Policy Briefs

By Beatriz Cuevas Jadina

The case of Leyte and Southern Leyte

Leyte and Southern Leyte are two provinces in the Philippines with the most catastrophic landslide history. The worst of which occurred in Ormoc City, Leyte in November 1991 and in Panaon Island, Southern Leyte on 19 December 2003. These events, triggered by heavy and continuous rain, claimed the lives of more than 5,000 landslide and flashflood victims in Ormoc City and 200 people in Southern Leyte. 

On 17 February 2006, a massive landslide also occurred in Barangay Guinsaugon, St. Bernard, Southern Leyte where more than 1,000 people were buried alive. On 2 January 2011, another landslide hit the town of St. Bernard claiming the lives of at least five people.

Landslides result in serious negative impacts to the community, society, and the environment. 

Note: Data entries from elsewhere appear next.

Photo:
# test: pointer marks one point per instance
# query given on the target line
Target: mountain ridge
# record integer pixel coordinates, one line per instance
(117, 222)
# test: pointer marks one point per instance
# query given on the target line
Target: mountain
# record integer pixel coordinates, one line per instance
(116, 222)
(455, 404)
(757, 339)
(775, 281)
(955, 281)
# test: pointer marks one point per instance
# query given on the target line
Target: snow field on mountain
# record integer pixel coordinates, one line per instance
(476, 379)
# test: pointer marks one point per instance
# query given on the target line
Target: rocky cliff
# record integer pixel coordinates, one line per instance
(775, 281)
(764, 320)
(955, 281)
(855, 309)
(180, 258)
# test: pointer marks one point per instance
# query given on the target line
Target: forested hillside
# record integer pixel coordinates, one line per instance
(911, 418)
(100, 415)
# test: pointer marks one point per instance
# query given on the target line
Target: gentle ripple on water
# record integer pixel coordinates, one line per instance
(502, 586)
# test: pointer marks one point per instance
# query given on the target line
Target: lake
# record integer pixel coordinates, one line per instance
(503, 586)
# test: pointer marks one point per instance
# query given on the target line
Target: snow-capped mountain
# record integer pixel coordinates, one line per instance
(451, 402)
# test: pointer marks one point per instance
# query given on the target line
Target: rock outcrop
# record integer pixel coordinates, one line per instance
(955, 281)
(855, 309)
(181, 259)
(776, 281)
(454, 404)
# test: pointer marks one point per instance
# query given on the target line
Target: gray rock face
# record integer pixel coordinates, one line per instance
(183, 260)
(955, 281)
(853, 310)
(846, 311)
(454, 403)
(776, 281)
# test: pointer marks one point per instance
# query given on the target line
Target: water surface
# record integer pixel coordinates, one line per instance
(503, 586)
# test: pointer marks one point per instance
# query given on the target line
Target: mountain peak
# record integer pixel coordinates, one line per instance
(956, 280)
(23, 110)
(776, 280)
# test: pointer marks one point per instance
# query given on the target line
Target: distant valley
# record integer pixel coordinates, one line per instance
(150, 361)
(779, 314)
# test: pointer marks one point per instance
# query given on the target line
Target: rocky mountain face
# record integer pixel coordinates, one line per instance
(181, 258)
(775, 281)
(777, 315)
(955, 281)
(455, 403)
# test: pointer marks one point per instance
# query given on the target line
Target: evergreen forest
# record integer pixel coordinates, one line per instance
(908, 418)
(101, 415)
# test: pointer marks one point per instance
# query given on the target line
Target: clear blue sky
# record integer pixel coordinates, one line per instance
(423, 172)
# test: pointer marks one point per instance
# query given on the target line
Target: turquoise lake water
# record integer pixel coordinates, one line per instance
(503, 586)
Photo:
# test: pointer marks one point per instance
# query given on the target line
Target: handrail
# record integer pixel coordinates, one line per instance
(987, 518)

In Leyte, landslides caused heavy damage to infrastructures, blockage of roads, destroyed bridges, cutoff water and power supply and communications systems, crushed and washed-out houses, and loss of lives. This geo-hazard also brought major landscape changes that influenced the biophysical characteristics of the land, thus, affecting its ecosystem services. A barangay in Southern Leyte had become a “no man’s land” after the massive landslide in 2003 due to the heavy accumulation of earth materials impairing most landscape functions, particularly, the production and supply of potable water in the area.